The thing is, when Cage created 4.33 he knew exactly what he was doing. He made a silence in a very particular space, with an audience who probably came with educated expectations. He knew what he was leaving out and he knew why. But if I charged people to watch me sit at a piano, I’d be pelted by people wanting their money back, and quite right too.

Modigliani is famous for his frail attenuated skeletal sculptures. What you don’t see are the maquettes he pared down and down until they collapsed in bits and dust, and that’s how he learned the exact point of tension when you have to stop.

What am I saying? Not much. I just want us all to to be bothered to work with the constraints of rule and convention before we decide to break or subvert them. I want us to know what we’re doing.

What am I saying. Nothing. Nothing happened.

[That, by the way, is a quotation, but the poem hasn’t appeared in a book yet. Though it will.]

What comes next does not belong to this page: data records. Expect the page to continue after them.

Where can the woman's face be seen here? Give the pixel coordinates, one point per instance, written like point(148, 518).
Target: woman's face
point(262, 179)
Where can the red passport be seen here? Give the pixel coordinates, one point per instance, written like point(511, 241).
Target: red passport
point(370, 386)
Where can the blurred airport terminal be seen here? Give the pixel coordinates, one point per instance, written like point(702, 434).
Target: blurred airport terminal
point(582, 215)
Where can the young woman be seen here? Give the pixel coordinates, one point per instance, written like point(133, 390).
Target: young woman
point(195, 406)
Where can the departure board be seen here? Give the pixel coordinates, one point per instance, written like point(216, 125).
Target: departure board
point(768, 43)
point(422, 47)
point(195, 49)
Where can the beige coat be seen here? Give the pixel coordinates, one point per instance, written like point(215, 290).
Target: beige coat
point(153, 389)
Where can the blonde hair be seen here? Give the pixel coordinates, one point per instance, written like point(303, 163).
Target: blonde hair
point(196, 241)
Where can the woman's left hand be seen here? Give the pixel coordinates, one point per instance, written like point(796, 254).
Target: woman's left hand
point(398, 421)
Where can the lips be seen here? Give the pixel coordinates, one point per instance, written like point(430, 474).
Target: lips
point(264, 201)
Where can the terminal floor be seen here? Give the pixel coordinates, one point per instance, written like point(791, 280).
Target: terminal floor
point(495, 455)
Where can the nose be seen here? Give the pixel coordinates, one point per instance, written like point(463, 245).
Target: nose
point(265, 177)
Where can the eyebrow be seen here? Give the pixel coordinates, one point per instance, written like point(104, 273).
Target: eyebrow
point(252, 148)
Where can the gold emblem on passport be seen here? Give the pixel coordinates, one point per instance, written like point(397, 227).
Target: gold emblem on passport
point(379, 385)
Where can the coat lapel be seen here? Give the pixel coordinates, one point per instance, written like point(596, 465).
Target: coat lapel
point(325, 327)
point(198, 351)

Enough. When I started this poetry blog it was with the firm purpose of sharing the work of poets you might not have encountered, or were flying under the fashionable radar. Time I got back on track. No more tetchy irritable stuff. Just poets I like. See you soon.

2 thoughts on “What am I saying?

  1. Love this: ‘the only feedback I’ll get is that of one of the several versions of me that live in my head, like disgruntled squatters who are clamouring for better conditions, or room service.’ Do you remember the Beano or Dandy cartoons of little people living inside the profile of a head, running things? I agree with all this but fret that my disquiet might just be aged snotteriness.